Les défaillances de gouvernance exacerbent l’ampleur de la crise foncière dans la région du Moyen-Orient et de l’Afrique du Nord (MENA), nécessitant une résolution urgente à même de garantir le développement économique et social durable de la région. C’est ce qui ressort d’un nouveau rapport publié par la Banque mondiale (BM) sur “Une meilleure gouvernance foncière et une meilleure gestion de la pénurie de terres peuvent-elles éviter la crise qui s’annonce dans la région Moyen-Orient et Afrique du Nord”
Ferid Belhaj, vice-président de la BM pour la région MENA, souligne que “le moment est venu d’examiner l’impact des questions foncières qui pèsent lourd dans de nombreuses décisions de politique publique, mais ne sont pas toujours explicitement reconnues.
La terre a de l’importance, tout simplement. La croissance démographique de la région MENA et l’impact du changement climatique rendent encore plus urgente la résolution de la crise foncière”.
Le rapport montre également, comment la détérioration continue des terres dans une région dont 84% de sa superficie est constitué de déserts, aggrave les problèmes de manque d’eau qui menacent la sécurité alimentaire et le développement économique.
A partir d’images satellitaires, le rapport démontre que la superficie des terres cultivées par les pays de la région MENA a diminué de 2,4% en 15 ans, sur la période 2003-2018.
Il s’agit de la plus forte baisse au monde, dans une région où la surface des terres cultivées par habitant est déjà la plus faible et la marge d’expansion agricole est limitée.
Au cours de la même période, la population de la région a fait un bond de 35%, et les projections indiquent qu’elle devrait encore augmenter de 40% d’ici à 2050, pour atteindre 650 millions d’habitants.

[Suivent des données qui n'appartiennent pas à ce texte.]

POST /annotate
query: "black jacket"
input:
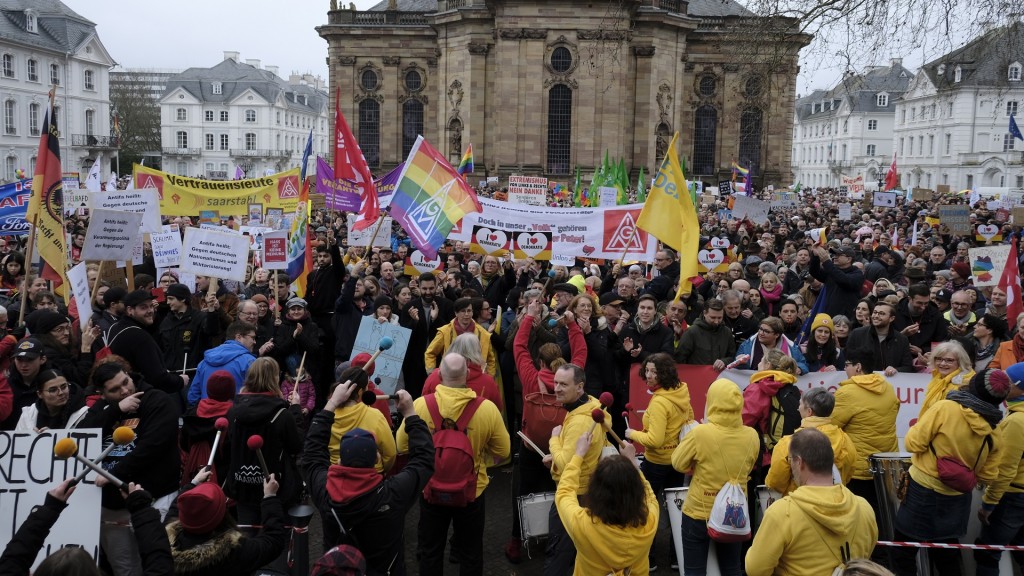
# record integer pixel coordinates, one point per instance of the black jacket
(375, 520)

Le rapport met en évidence une corrélation entre la dégradation des sols et la mauvaise gouvernance foncière, en comparant les données sur la couverture terrestre à des statistiques sur les inégalités de richesse et d’autres indicateurs,
En outre, dans une région où la proportion de terres appartenant à l’Etat est extrêmement élevée, les gouvernements ne réussissent pas à gérer leurs actifs fonciers de manière à générer des recettes publiques, alors même que 23% des entreprises des secteurs manufacturier et tertiaire éprouvent les plus grandes difficultés à accéder à la terre.
L’accès au foncier est également entravé par des normes sociales et des lois relatives à la propriété qui sont plus défavorables aux femmes dans la région MENA que dans d’autres parties du monde. Ces dernières subissent ainsi de fortes pressions sociales pour renoncer à leurs droits à l’héritage de biens fonciers, souvent sans compensation équitable.
De profondes réformes sont préconisées
Le rapport préconise de profondes réformes pour améliorer l’accès aux terres et leur utilisation, dans un contexte de tensions accrues liées au changement climatique et à la croissance démographique.
Ces réformes portent sur la mise en place de processus transparents fondés sur les principes du marché pour l’évaluation et la cession des terres, ainsi que sur le recensement exhaustif des terres domaniales et l’amélioration de l’enregistrement des droits fonciers.
Ces mesures sont nécessaires pour favoriser des décisions plus efficaces en matière d’utilisation et de gestion des terres et pour garantir que celles-ci remplissent des fonctions sociales, économiques et budgétaires dans une région où les impôts fonciers représentent moins de 1% du PIB.
Le rapport souligne également que les politiques foncières peuvent également, contribuer à réduire les inégalités entre les sexes. Et de suggérer, par exemple, en cas de renonciation par les femmes à leurs droits de succession, que soit introduite une taxe pour les bénéficiaires masculins qui permettrait, grâce à l’argent collecté, de financer des initiatives favorisant l’autonomisation des femmes.
Le rapport constate que les problèmes de pénurie de terres et de gouvernance sont variables dans la région et que chaque pays doit adopter des démarches adaptées à son contexte particulier.